Telling Our Stories:
"Lexlexey'em"

Story telling is the Shuswap
way of passing our history
to the next generations

Telling Our Stories:

    "Lexlexey'em"

  Story telling is the Shuswap

way  of passing our history

to the next generations

4. Life Before Welfare Part 1

Going to Work for the Summer

 

Up until the time I left school in 1964, there was no such thing as welfare.  There were other things like ‘relief’ which was more of food vouchers that were given by the Department of Indian Affairs. These were given only when you could prove your family was in dire needs.  Many families were just too proud to ask for these at that time.  It seems everyone knew when someone had asked for relief.  The Indian name for it I think was ‘stcwup’, or something like that.

 

Between September and the end of June, most all the kids from the reserve were at the Mission school, so mom and dad were able to provide quite well for themselves during that time.  However, at the end of June when all the kids returned home, dads had to have some kind of employment to provide for the whole family.

 

So, first off, after picking up the kids from the Mission, the whole family would get ready to set up camp at the Williams Lake Stampede in Williams Lake. This involved loading the tent, blankets, pots and pans and food to last three days on to a rubber tired or steel wheeled wagon. This was a three day event that happened once a year over the Dominion Day weekend (now called Canada Day).  Everyone from all over B.C., Canada, and the States came. 

 

Indian wagons and horse-back riders from all Indian reserves as far away as Anaham Lake made their way into Williams Lake a few days before the event.

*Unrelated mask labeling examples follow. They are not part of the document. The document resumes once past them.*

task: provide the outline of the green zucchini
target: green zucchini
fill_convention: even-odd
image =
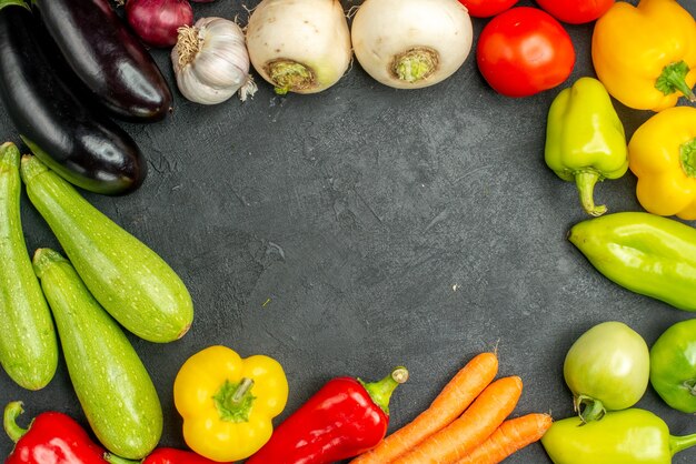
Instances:
[[[39,390],[56,373],[58,340],[22,233],[19,158],[14,143],[0,147],[0,364],[17,384]]]
[[[157,390],[136,350],[62,255],[39,249],[33,269],[95,435],[113,454],[145,457],[157,446],[163,421]]]
[[[21,160],[27,194],[97,301],[150,342],[181,337],[193,320],[181,279],[152,250],[92,206],[31,155]]]

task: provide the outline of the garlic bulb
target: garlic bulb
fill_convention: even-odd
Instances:
[[[179,90],[192,102],[221,103],[237,91],[245,101],[256,92],[245,34],[235,21],[201,18],[179,28],[171,63]]]

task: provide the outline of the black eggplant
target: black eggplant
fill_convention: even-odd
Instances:
[[[109,0],[32,0],[72,71],[115,117],[150,122],[171,109],[171,90]]]
[[[49,168],[84,190],[136,190],[147,173],[140,149],[71,92],[32,33],[36,28],[23,1],[0,0],[0,99],[20,137]]]

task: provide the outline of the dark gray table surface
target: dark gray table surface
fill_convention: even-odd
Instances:
[[[696,1],[680,3],[696,14]],[[231,0],[195,11],[247,17]],[[486,22],[474,20],[475,40]],[[577,63],[560,88],[594,75],[593,26],[567,30]],[[473,51],[455,75],[422,90],[384,87],[355,62],[316,95],[277,97],[257,75],[253,100],[201,107],[176,91],[168,51],[152,54],[175,90],[175,112],[160,123],[122,124],[147,155],[149,176],[128,196],[86,196],[170,263],[195,302],[182,340],[130,336],[161,399],[162,445],[183,446],[175,375],[212,344],[282,364],[290,396],[276,423],[334,376],[376,380],[405,364],[411,377],[392,399],[395,430],[487,350],[497,350],[500,376],[525,383],[515,415],[568,416],[563,361],[577,336],[615,320],[652,345],[692,317],[612,283],[566,240],[586,215],[575,185],[544,162],[546,114],[560,88],[501,97]],[[650,115],[615,105],[628,137]],[[0,133],[19,143],[3,109]],[[596,200],[614,212],[640,211],[634,192],[629,172],[599,184]],[[30,251],[59,248],[26,196],[22,214]],[[0,404],[12,400],[26,402],[26,420],[58,410],[86,424],[62,361],[38,392],[0,372]],[[650,387],[638,406],[673,434],[696,432],[692,415]],[[0,437],[0,455],[10,450]],[[696,450],[674,458],[695,461]],[[550,460],[534,444],[507,462]]]

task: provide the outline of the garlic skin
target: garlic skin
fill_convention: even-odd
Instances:
[[[245,34],[235,21],[210,17],[179,28],[171,63],[179,91],[192,102],[217,104],[238,91],[245,101],[256,92]]]

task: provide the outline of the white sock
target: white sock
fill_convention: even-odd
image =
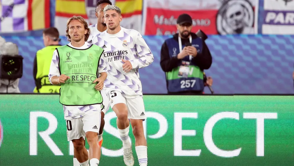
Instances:
[[[136,153],[138,156],[139,164],[140,166],[147,165],[147,147],[145,146],[137,146],[135,147]]]
[[[89,166],[89,160],[88,160],[82,163],[79,162],[79,164],[81,165],[81,166]]]
[[[76,158],[74,158],[74,166],[80,166],[80,162]]]
[[[97,166],[99,165],[99,160],[96,158],[93,158],[90,160],[90,165],[93,166]]]
[[[103,135],[103,131],[102,131],[102,132],[101,133],[101,134],[100,133],[99,134],[99,135],[98,136],[98,142],[100,142],[101,141],[101,140],[102,140],[102,135]]]
[[[128,133],[130,130],[130,125],[127,127],[122,130],[118,129],[118,134],[121,137],[121,139],[123,141],[123,146],[125,149],[130,148],[131,147],[131,143],[128,138]]]

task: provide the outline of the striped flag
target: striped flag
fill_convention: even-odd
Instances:
[[[121,10],[121,26],[141,33],[143,0],[116,0],[115,5]]]
[[[1,0],[0,3],[0,32],[34,30],[50,26],[50,0]]]
[[[56,2],[54,26],[60,35],[66,34],[67,20],[74,15],[80,16],[88,21],[84,0],[56,0]]]
[[[141,32],[143,0],[112,0],[113,4],[121,10],[122,26]],[[66,34],[66,23],[74,15],[80,16],[89,25],[97,23],[96,4],[98,0],[56,0],[55,26],[61,35]]]

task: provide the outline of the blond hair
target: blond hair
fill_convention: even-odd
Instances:
[[[107,5],[104,8],[103,12],[105,13],[106,11],[109,10],[115,10],[119,14],[121,14],[121,9],[118,7],[114,5]]]
[[[90,33],[91,33],[90,29],[88,27],[88,23],[87,23],[87,22],[86,21],[86,20],[81,16],[74,16],[69,19],[69,20],[67,20],[67,23],[66,24],[66,34],[65,35],[65,36],[67,37],[67,41],[69,42],[71,41],[71,36],[69,35],[69,25],[71,21],[74,20],[78,20],[80,21],[80,22],[84,25],[85,29],[87,30],[87,33],[85,35],[85,41],[86,42],[88,40],[89,37],[90,35]]]

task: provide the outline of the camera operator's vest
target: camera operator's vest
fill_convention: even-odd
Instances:
[[[168,39],[166,41],[168,48],[170,57],[176,56],[180,53],[178,42],[173,38]],[[202,51],[202,40],[199,38],[192,39],[191,44],[196,48],[198,54]],[[185,43],[182,44],[182,49],[185,47]],[[204,88],[203,83],[203,73],[193,61],[190,61],[188,55],[179,62],[178,66],[173,69],[171,71],[166,72],[168,91],[169,92],[178,92],[189,90],[202,91]],[[178,76],[180,66],[182,61],[190,63],[189,73],[187,78]]]
[[[37,52],[36,54],[37,82],[36,83],[37,85],[34,89],[34,93],[59,93],[60,86],[51,84],[49,81],[48,75],[49,73],[50,65],[52,60],[53,52],[55,48],[60,46],[49,46]]]
[[[57,48],[59,71],[70,78],[61,84],[60,103],[65,105],[100,104],[103,99],[93,82],[98,77],[98,65],[103,49],[92,45],[86,49],[65,45]]]

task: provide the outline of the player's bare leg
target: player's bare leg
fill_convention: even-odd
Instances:
[[[98,134],[96,132],[86,132],[86,138],[89,144],[89,160],[91,165],[99,164],[101,149],[98,143]]]
[[[84,146],[85,146],[86,145],[86,141],[83,139],[84,141]],[[78,161],[78,159],[76,157],[76,154],[75,152],[76,151],[74,150],[74,166],[80,166],[80,162]]]
[[[130,119],[136,141],[136,152],[140,166],[147,165],[147,142],[144,135],[142,119]]]
[[[100,148],[102,147],[102,143],[103,142],[103,138],[102,137],[102,135],[103,134],[104,125],[105,124],[105,121],[104,120],[104,112],[101,111],[101,123],[100,125],[100,129],[99,129],[99,135],[98,136],[98,141]]]
[[[74,153],[81,166],[88,165],[88,152],[85,147],[85,140],[83,137],[72,140],[74,145]]]
[[[123,147],[123,161],[127,166],[133,166],[135,162],[129,140],[130,122],[128,119],[128,108],[125,104],[119,103],[115,105],[112,109],[117,117],[116,124]]]

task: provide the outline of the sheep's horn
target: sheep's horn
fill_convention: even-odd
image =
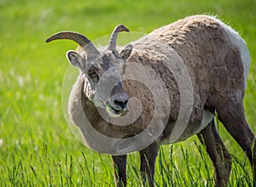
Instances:
[[[116,51],[116,39],[117,34],[121,31],[130,31],[124,25],[118,25],[111,34],[111,37],[109,39],[108,49],[110,51]]]
[[[83,47],[88,54],[98,54],[98,50],[93,43],[84,35],[74,31],[60,31],[49,37],[45,42],[49,42],[58,39],[69,39],[76,42],[79,45]]]

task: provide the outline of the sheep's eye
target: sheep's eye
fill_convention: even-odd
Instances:
[[[89,71],[87,71],[87,73],[88,73],[89,76],[93,76],[93,75],[96,74],[96,72],[95,72],[94,70],[89,70]]]

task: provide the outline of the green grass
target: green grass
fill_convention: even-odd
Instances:
[[[28,1],[0,0],[0,186],[113,185],[109,156],[91,151],[67,128],[61,108],[61,84],[70,42],[46,44],[52,33],[74,30],[94,40],[119,23],[131,31],[154,28],[195,14],[218,14],[238,31],[251,51],[245,96],[248,122],[256,133],[256,2]],[[230,186],[252,185],[252,171],[237,144],[218,124],[236,157]],[[128,184],[140,186],[137,154],[128,159]],[[156,186],[212,186],[212,166],[192,137],[162,147]]]

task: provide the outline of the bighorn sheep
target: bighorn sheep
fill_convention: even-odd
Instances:
[[[193,134],[197,134],[201,142],[206,145],[214,165],[216,184],[226,186],[232,162],[215,127],[215,114],[218,114],[218,119],[247,154],[255,178],[255,137],[247,122],[242,103],[250,61],[249,52],[243,39],[230,26],[208,15],[195,15],[179,20],[118,50],[117,34],[124,31],[129,31],[123,25],[118,26],[111,36],[108,47],[103,49],[96,48],[87,37],[72,31],[56,33],[46,41],[70,39],[80,46],[77,51],[67,53],[69,62],[80,70],[70,95],[68,110],[71,119],[81,129],[89,146],[94,146],[95,139],[91,140],[93,137],[90,137],[90,133],[86,132],[86,122],[81,116],[86,116],[93,128],[101,133],[121,139],[140,133],[152,120],[153,110],[157,106],[150,91],[140,82],[122,81],[125,66],[130,63],[138,63],[154,70],[167,89],[169,98],[164,99],[169,100],[169,104],[160,104],[161,106],[157,109],[157,120],[152,126],[153,133],[154,133],[166,123],[160,134],[153,134],[154,140],[143,150],[127,148],[128,150],[124,153],[121,150],[126,148],[123,146],[113,150],[117,186],[126,184],[127,153],[136,150],[140,152],[140,171],[143,183],[148,178],[149,186],[154,186],[154,163],[159,146],[184,140]],[[175,72],[166,68],[166,65],[172,65],[177,61],[183,63],[184,68],[177,68],[176,71],[186,71],[189,76],[193,90],[187,94],[187,99],[191,98],[193,103],[189,106],[189,120],[183,121],[187,122],[184,131],[172,139],[183,90],[180,90]],[[103,78],[104,73],[110,69],[111,73]],[[105,94],[104,90],[97,88],[96,84],[102,78],[102,82],[113,82],[110,93],[107,91]],[[150,82],[154,82],[154,78]],[[158,96],[161,97],[160,94]],[[102,117],[100,113],[105,110],[111,117],[116,118],[131,112],[136,105],[129,105],[131,97],[139,98],[143,106],[140,116],[131,124],[113,125]],[[166,114],[166,110],[171,112]],[[137,141],[139,144],[144,139],[137,139]],[[105,143],[102,146],[113,146],[111,149],[115,149],[110,143]],[[120,149],[120,152],[118,149]]]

All the Native camps surrounding the stampede grounds were a site to see.  Then, on the final day of the stampede, you would see a Greyhound bus drive up to where the camps were.  The reason was, a lot of families went to Washington state to pick fruit for the summer.  The bus was sent up by the fruit farms to bring back fruit pickers.  Whole families boarded the bus.  Sometimes there were two busses.

 

Other families were picked up by local ranches and farms.  Every one seemed to know that the end of the Stampede meant going away to work for the summer.  Pretty well every family went to work somewhere, whether it was to pick strawberries or to put up some rancher’s hay.  Only the odd family or part of a family who had an invalid or an elder who could not travel would remain at the reserve. 

 

There was no welfare in those days.  If you didn’t pack up your family and go to a job somewhere, your family would starve.  It was just that simple.